James Timberlake is a founding partner of KieranTimberlake. The firm has received over one hundred design citations including the 2008 Architecture Firm Award, the highest honor bestowed on a firm by the American Institute of Architects, and the 2010 Cooper-Hewitt National Design Award.
He is currently involved in the design of the new Embassy of the United States in London, the Brockman Hall for Physics at Rice University, the Center City Building for the University of North Carolina at Charlotte, the Revelle College Apartments at the University of California in San Diego, and the Delaware River Master Plan in Philadelphia.
In addition to his architectural practice Mr. Timberlake teaches a graduate design research studio at the University of Pennsylvania. He has also served as Endowed Professor in Sustainability at the University of Washington College of Architecture and Urban Planning, Eero Saarinen Distinguished Professor of Design at Yale University, Max Fisher Chair at the University of Michigan, and has taught at Princeton University and the University of Texas at Austin. He lectures extensively in the United States and abroad.

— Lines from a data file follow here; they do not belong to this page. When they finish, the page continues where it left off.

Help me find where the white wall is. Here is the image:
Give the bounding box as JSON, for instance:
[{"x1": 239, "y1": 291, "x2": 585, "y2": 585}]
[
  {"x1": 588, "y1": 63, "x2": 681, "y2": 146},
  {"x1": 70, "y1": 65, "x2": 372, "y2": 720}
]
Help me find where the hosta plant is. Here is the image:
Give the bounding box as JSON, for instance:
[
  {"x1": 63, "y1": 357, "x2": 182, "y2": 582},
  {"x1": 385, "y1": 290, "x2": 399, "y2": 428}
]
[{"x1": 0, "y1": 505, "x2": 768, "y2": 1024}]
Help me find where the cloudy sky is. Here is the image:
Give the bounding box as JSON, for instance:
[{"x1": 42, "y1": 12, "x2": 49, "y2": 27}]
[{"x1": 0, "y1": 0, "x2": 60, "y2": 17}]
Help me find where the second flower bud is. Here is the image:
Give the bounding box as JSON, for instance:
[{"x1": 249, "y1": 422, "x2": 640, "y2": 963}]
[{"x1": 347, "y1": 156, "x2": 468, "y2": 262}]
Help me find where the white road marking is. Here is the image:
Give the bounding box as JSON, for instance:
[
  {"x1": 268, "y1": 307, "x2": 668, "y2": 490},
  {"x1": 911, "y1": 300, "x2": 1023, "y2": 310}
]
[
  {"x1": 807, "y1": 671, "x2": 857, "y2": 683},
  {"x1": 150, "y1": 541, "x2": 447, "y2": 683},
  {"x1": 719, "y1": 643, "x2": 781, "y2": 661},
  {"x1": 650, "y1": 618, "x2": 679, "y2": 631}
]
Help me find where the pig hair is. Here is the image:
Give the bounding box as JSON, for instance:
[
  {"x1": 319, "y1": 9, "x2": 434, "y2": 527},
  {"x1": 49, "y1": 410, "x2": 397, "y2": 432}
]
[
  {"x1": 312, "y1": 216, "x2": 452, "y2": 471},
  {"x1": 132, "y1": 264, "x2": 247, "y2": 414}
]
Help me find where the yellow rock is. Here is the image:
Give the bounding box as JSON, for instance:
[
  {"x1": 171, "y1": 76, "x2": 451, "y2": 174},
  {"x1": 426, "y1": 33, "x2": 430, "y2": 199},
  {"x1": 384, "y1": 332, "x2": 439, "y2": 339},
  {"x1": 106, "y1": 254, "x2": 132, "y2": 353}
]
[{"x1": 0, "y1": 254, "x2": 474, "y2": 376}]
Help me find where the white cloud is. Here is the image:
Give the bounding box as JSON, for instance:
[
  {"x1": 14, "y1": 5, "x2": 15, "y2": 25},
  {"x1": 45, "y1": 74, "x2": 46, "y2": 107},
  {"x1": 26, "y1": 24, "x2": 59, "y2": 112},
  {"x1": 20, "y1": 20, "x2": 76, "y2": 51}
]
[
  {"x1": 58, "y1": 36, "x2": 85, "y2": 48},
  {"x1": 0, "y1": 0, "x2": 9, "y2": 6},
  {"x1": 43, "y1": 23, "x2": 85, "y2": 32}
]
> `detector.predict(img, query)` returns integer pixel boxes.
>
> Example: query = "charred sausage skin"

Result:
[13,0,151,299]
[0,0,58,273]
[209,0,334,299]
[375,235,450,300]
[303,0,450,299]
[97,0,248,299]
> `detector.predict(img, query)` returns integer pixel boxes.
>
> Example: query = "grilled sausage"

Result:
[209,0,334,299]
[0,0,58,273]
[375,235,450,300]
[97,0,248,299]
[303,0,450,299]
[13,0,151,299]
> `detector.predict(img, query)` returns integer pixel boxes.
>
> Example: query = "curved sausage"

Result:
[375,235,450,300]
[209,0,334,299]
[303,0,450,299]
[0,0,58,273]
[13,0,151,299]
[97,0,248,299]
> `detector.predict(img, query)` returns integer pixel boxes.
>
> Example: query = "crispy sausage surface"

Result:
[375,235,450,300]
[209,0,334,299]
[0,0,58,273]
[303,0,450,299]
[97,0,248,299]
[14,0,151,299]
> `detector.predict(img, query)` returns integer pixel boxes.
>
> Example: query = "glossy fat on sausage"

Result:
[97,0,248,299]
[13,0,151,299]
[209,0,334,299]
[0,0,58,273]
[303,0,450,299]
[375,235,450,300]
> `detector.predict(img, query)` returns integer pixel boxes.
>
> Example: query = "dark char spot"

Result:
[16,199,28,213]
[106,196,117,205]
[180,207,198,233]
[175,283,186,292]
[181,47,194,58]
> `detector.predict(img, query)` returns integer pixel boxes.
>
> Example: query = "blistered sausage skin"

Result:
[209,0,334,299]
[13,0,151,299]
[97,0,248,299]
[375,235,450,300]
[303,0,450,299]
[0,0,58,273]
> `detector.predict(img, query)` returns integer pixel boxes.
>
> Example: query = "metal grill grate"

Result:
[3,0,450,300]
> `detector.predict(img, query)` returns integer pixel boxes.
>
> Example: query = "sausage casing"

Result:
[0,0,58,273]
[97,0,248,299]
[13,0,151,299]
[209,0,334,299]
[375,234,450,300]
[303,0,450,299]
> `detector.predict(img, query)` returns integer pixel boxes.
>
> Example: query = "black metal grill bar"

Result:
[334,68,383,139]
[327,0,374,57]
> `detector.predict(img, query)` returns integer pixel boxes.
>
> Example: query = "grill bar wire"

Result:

He received a Bachelor of Environmental Science from the University of Detroit, with honors, and a Master of Architecture from the University of Pennsylvania, with honors. He is a recipient of the Rome Prize, American Academy in Rome, 1982-83. Kieran and Timberlake were inaugural recipients of the prestigious Benjamin Latrobe Fellowship for architectural design research from the AIA College of Fellows in 2001.
James Timberlake co-authored Manual: The Architecture of KieranTimberlake (2002), refabricating Architecture (2004), which examines how manufacturing methodologies are poised to transform building construction and Loblolly House: Elements of a New Architecture (2008), a case study of a single building which shows a way forward to quality, productivity and sustainability.